L-theanine is known to reduce excitatory neurotransmission by modulating the excretion of neurotransmitters like serotonin and dopamine, as well as affecting the transport of glutamate to down regulate its function which, in turn, enhances GABA (gamma-amino butyric acid) function. GABA is the primary inhibitory neurotransmitter. Glutamate is the primary excitatory neurotransmitter. L-theanine is a neurotransmitter modulator which depresses dopamine and serotonin levels but is not believed to have any direct therapeutic effect, only an indirect and symptomatic calming effect. Therefore, it is believed to be preferable to administer L-theanine in an amount which is the least amount required to be effective to reduce or eliminate undesired symptoms.

In accordance with the present invention, it has been discovered that L-theanine can be delivered or administered to a human or other animal in the form of a liposomal spray solution with focused and effective results. The use of a liposomal spray sublingual delivery system quickly delivers an effective amount of L-theanine yet requires a relatively small amount of L-theanine to be effective. It has been found that oral administration of a liposomal composition comprising L-theanine has a profound effect on certain neurotransmitter related disorders even when delivered in surprisingly low concentrations.

While delivery of drugs and nutrients to humans and animals by liposomal delivery systems is known, most liposomal delivery schemes rely on uptake in and post the stomach. Oral administration using liposomal delivery systems through the sublingual mucosal membranes is less often used and not known for use to deliver L-theanine. Thus, in accordance with the present invention a novel combination has been discovered which obtains surprisingly effective results.
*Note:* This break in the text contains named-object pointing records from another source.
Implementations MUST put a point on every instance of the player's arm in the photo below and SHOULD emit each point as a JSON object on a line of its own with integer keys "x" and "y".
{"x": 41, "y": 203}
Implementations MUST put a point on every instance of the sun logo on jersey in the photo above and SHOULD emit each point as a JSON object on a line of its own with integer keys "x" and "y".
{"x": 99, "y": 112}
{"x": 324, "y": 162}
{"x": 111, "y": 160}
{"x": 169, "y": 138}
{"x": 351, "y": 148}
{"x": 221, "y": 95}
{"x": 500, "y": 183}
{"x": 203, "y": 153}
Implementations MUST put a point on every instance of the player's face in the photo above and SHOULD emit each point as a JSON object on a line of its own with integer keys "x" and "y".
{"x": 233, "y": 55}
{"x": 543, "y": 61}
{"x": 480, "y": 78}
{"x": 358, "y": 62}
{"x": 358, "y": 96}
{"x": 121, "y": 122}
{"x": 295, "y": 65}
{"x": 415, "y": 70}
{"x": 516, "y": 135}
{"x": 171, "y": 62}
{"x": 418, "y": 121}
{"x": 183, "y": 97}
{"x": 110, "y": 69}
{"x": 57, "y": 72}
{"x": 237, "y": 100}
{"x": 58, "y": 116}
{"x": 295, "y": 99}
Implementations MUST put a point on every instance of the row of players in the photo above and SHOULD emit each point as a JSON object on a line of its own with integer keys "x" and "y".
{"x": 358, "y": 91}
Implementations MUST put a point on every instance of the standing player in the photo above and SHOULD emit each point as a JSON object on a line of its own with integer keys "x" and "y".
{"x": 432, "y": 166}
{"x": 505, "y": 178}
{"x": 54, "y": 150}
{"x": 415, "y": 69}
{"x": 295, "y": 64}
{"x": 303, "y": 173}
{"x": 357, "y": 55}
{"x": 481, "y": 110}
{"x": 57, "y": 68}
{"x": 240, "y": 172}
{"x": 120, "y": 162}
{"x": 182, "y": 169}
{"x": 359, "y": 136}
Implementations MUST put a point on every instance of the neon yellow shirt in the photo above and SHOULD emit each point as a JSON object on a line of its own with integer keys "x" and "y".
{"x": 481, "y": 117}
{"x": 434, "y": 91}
While L-theanine is used for its symptomatic effect, the administration of an effecive amount of L-theanine reduces neurotransmitter levels. Unfortunately, low levels of the neurotransmitter seratonin are common in the population, and where a patient is suffering from stress, typically there is also a reduction of seratonin level. It has been found that the additional use of 5-hydroxytryptophan (5-HTP), another inhibitory neurotransmitter, in the present invention further enhances the symptomatic effect of L-theanine while increasing neurotransmitter levels. Thus, in a preferred embodiment of the present invention, an improved delivery system comprises L-theanine and 5-HTP in a liposomal solution. The present invention also provides an oral spray method of using the improved delivery system for treatment of stress, tension headaches, attention deficit disorder (ADD), attention deficit disorder hyperactivity (ADHD), claustrophobia, hyperactivity, and anxiety. Further understanding of the composition and methods of the present invention will be had from the following specification taken in conjunction with the claims appended hereto.

SUMMARY OF THE INVENTION

A treatment composition of the present invention is a liposomal encapsulated solution of L-theanine. The treatment composition is preferably administered to a subject by oral spraying an effective amount of the composition onto the sublingual membrane. The method may be used in the treatment of stress, tension headaches, attention deficit disorder (ADD), attention deficit disorder hyperactivity (ADHD), claustrophobia, hyperactivity, and anxiety.

A preferred composition of the present invention comprises, in addition to L-theanine, an effective amount of 5-hydroxytryptophan (5-HTP). The treatment composition is effective to address neurotransmitter over-stimulation and can be used in young patients with high amine transmitter turnover, high amine transmitter excretion, or increased GABA excretion. The treatment composition administered in accordance with the method of the present invention provides an unexpected result of quickly reducing high neurotransmitter excretion, not only confirming observations that theanine effects dopamine and serotonin, but also showing that theanine effects epinephrine, norepinephrine, and PEA (phenylethylamine)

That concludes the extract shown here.